Inspiration: As students, ordering can be quite expensive, hence me and my friends often found ourselves in situation where we juggle between delivery apps to find the best price for the desired order. Hence Quick Bite was born.

What it does: It merges existing delivery apps to find the best option by comparing item price, any ongoing offers on item, store location and delivery time, delivery cost and gives the best possible platform to order from.

How we built it: We built Quick Bite with a modern full-stack approach. The frontend is powered by React with TypeScript for scalable, type-safe components, and styled with Tailwind CSS for a clean, responsive design. On the backend, we used Node.js with Express to handle API routes and communication, while SQLite3 provided a lightweight relational database that was simple to set up and perfect for rapid prototyping in a hackathon setting.

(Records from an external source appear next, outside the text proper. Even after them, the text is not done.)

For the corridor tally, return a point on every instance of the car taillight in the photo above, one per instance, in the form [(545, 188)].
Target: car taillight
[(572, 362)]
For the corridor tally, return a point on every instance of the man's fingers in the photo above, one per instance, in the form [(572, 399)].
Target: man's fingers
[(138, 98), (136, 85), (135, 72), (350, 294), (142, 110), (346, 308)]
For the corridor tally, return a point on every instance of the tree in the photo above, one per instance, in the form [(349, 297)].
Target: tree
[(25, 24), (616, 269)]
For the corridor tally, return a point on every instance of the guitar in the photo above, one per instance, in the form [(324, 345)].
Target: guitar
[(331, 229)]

For authentication and security, we integrated Google Cloud, which streamlined user login and identity management while ensuring scalability for future growth. This stack allowed us to move quickly, combine multiple services, and deliver a smooth user experience when comparing food delivery options across platforms like Uber Eats, DoorDash, and MenuLog.

Challenges we ran into: To deliver a seamless and intuitive user experience we would need API's from the delivery platforms to fetch real time menu prices and ongoing offers and delivery cost. However being students developers , the platforms refrain us from accessing their APIs which are accessible only by their partners. Hence we had to hardcode real data to make the prototype realistic.

Accomplishments that we are proud of: We are proud that, as second-year Computer Science students, we were able to take a real problem we face daily and transform it into a working prototype within the hackathon’s limited time. We built a full-stack web application from scratch using modern tools like React, Tailwind, Node.js, and Google Cloud authentication, which was our first time combining all these technologies together.

We’re also proud of the clean and intuitive UI/UX we designed, the way we were able to simulate real-world delivery data despite not having official APIs, and how smoothly we collaborated as a team under pressure. Most importantly, we’re proud that Quick Bite represents a solution that resonates with students like us — saving both money and time while ordering food.

What we learned? Through Quick Bite, we learned how to take an idea from a common student problem and turn it into a working prototype in a limited timeframe. We gained hands-on experience with building a full-stack app from scratch, integrating frontend and backend smoothly, and setting up Google Cloud authentication. We also learned how to manage challenges like the lack of official APIs from delivery platforms, and how to work around them with realistic mock data while still keeping the user experience believable. Most importantly, we learned the value of team collaboration, rapid prototyping, and prioritizing features that deliver the most impact within a hackathon setting.

What's next for Quick Bitte? We want to target students and by helping them out and gaining word of mouth validation, with enough market traction, we look forward to become partners of food delivery platform giants like Uber Eats and DoorDash to be able to provide the seamless and intuitive user experience we have always dreamt of.